Opportunities for growth in the Middle East insurance market are abundant. According to David McLean, Chief Executive of the Middle East Insurance Forum (MEIF), “The attractive demographics, increasing customer awareness, positive regulatory reforms and increase in average individual income in the Middle East have made the region one of the fastest growing and most attractive insurance markets.” Backing this claim is recent analysis which has shown that total premiums generated by 13 MENA insurance markets grew 17.1% year-on-year to US$ 31.4bn.
To capitalize on these opportunities, regional insurance providers must acknowledge the need to transform from policy and product based, to customer based organizations. Ineffective business processes or lack of integrated communications within an insurance organization have an impact on customer experience. Like any industry, insurance faces significant challenges in its quest to provide excellent customer service. Often, insurance providers are acutely aware of the need to apply technology to improve customer facing processes, but fail to correctly identify key requirements of proposed solutions. The situation is complicated by disparate systems, legacy data structures and ineffective contact centre platforms which result in the creation rather than the solution of problems.
Shaheen Haque, Territory Manager, Middle East & Turkey at Interactive Intelligence makes a case for the deployment of advanced technology solutions in the contact centres of modern insurance providers. While identifying pain points, he also outlines the business benefits and potential streamlining of operations that result from addressing these through smart technology deployments.
Automation of processes
In many insurance organizations, critical business processes are often still completed by passing documents and file folders from department to department, manually typing in information from those documents, or copying and pasting between multiple different applications. IT departments should explore opportunities to digitize, both documents and processes, and deploy advanced technology solutions that support communications and the automation of document-centric business processes. This process automation should include the ability to easily source data from multiple other systems such as policy or claims management and legacy databases without custom integrations, to avoid Customer Service Representatives (CSRs) having to manually type or copy/paste. The right solution will enable reduced process cycle times and reduced errors. CSRs should have automated reminders for pending due dates. Work items should be tailored to a CSR’s specific task, include customer data and phone numbers to initiate a call with a single click, and have that call, as part of the customer case recorded. Escalations and exception reporting to managers should also be part of the solution to ensure that the process remains intact through completion.
Visibility and accountability
A common complaint that insurance providers have is that their processes seem to disappear into a “black hole” where supervisors and managers have little or no visibility into what is happening at any stage of the process.
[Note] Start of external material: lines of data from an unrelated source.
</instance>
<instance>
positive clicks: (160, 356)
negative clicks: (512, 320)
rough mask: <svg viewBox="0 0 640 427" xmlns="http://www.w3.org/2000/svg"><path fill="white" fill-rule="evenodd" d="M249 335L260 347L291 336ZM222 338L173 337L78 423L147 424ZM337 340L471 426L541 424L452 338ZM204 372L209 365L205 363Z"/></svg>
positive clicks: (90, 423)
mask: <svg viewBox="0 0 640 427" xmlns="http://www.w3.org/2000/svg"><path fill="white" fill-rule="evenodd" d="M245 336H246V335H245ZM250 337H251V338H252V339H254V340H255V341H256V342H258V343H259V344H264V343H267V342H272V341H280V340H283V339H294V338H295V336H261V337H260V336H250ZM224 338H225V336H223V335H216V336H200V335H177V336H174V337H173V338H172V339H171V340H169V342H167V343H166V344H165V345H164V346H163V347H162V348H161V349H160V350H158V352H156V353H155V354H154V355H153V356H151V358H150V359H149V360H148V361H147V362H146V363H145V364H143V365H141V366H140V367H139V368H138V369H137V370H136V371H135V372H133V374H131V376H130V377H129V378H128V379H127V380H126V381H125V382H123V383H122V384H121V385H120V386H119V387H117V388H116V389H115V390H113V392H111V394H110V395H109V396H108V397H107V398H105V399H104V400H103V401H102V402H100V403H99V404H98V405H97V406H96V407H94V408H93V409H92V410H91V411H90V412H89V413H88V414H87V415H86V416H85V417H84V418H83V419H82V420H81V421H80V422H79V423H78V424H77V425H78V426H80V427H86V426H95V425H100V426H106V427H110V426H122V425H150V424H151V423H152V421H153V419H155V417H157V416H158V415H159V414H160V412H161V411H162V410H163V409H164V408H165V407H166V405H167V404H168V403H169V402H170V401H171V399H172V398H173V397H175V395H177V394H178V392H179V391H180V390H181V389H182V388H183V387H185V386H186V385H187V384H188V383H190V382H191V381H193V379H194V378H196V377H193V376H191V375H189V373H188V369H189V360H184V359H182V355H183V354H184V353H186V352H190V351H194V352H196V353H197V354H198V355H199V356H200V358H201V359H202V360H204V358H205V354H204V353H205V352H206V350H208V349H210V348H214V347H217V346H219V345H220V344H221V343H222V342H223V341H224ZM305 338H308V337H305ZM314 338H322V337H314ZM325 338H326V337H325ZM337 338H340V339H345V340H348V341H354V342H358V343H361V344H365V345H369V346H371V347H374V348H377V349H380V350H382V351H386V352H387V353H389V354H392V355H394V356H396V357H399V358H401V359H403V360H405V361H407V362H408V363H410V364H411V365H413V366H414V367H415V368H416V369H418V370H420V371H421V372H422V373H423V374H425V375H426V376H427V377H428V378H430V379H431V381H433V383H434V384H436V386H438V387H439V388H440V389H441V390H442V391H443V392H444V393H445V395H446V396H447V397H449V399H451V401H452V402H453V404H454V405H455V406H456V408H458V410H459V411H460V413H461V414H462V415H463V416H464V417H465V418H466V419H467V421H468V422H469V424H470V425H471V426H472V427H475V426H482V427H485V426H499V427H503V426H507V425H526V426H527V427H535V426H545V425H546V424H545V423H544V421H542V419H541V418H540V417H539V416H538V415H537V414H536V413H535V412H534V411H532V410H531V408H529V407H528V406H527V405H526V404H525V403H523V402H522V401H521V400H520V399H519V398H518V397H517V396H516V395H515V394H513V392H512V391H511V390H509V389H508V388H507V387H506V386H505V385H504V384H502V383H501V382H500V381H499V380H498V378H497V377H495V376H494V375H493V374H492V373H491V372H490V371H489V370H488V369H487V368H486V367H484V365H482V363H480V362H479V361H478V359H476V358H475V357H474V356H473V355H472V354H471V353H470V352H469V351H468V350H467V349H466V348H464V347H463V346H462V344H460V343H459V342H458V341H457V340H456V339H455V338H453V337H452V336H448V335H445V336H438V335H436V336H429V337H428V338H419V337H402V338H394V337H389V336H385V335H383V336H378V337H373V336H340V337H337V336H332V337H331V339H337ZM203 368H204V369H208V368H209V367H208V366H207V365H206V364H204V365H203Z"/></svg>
Any technology solution should provide the same granular level of visibility for process work as it does for contact centre communication interactions. This visibility should help judge important metrics such as: How long is the average handle time for a given work item? How many work items does a CSR or workgroup have pending? What is the status of a policy application, claim, etc.? Who was the last to handle the work item? Supervisors, managers and authorized CSRs should also have the ability to reassign work or transfer a call with the same simplicity as forwarding an email.
Competing priorities
Along with clear strategic objectives and goals from management, technology can enable increased productivity both, for communications interactions and for document-centric processes. Solutions that leverage the power of proven contact centre technologies such as skills-based routing, rule-based prioritization, and user presence can speed the right kind of work to the right person when they are available. This kind of automation removes the subjective element and reduces human latency.
Information overload
With multiple legacy and other core business systems, the idea of another application seems counter-intuitive, unless that application can serve as a process orchestration layer. That layer would present information from multiple systems in “custom” role-based interfaces that the insurance organization defines and configures. Modern technology solutions should easily bring together information from multiple systems into a single work item, or enable a user to access a third-party system directly, while tracking task and process time. Ideally, users should receive work in a familiar way, only having to deal with the work that relates to their role or task, and move on to the next bit of work.
Servicing different stakeholders
For insurance providers to effectively deal with the wide variety of participants in their business processes – end consumer segments, CSRs, brokers, and other third parties- they should consider a technology solution that could address the unique needs of each. At the same time, they should look for opportunities to consolidate support. Multi-channel strategy, business process automation and document management are all elements required to ensure that each customer stakeholder can effectively interact with the organization to meet their unique needs.
Mobile support
It is no longer a question of whether policyholders want to communicate via mobile channels. Rather only a question of what the experience is like when they do. For insurance providers to successfully implement a mobile strategy that delivers an exceptional customer experience, they need to be able to rapidly deploy customer service applications on multiple mobile operating systems, devices and social media websites. More importantly, providers need to be able to link the mobile customer directly to the contact centre in the channel of their choice and supply contextual information to the CSR. Any customer-facing business process must be suited for customer interaction on mobile devices.
While technology alone cannot ensure the transformation of insurance providers from policy-oriented to customer-oriented organizations, technology can help to make this customer-oriented vision a reality. There are technology solutions available that can address enterprise, contact centre and policyholder needs from a common platform that can turn the customer experience into a competitive weapon. Regional insurance providers need to leverage these to capitalize on opportunities that might be hiding in plain sight.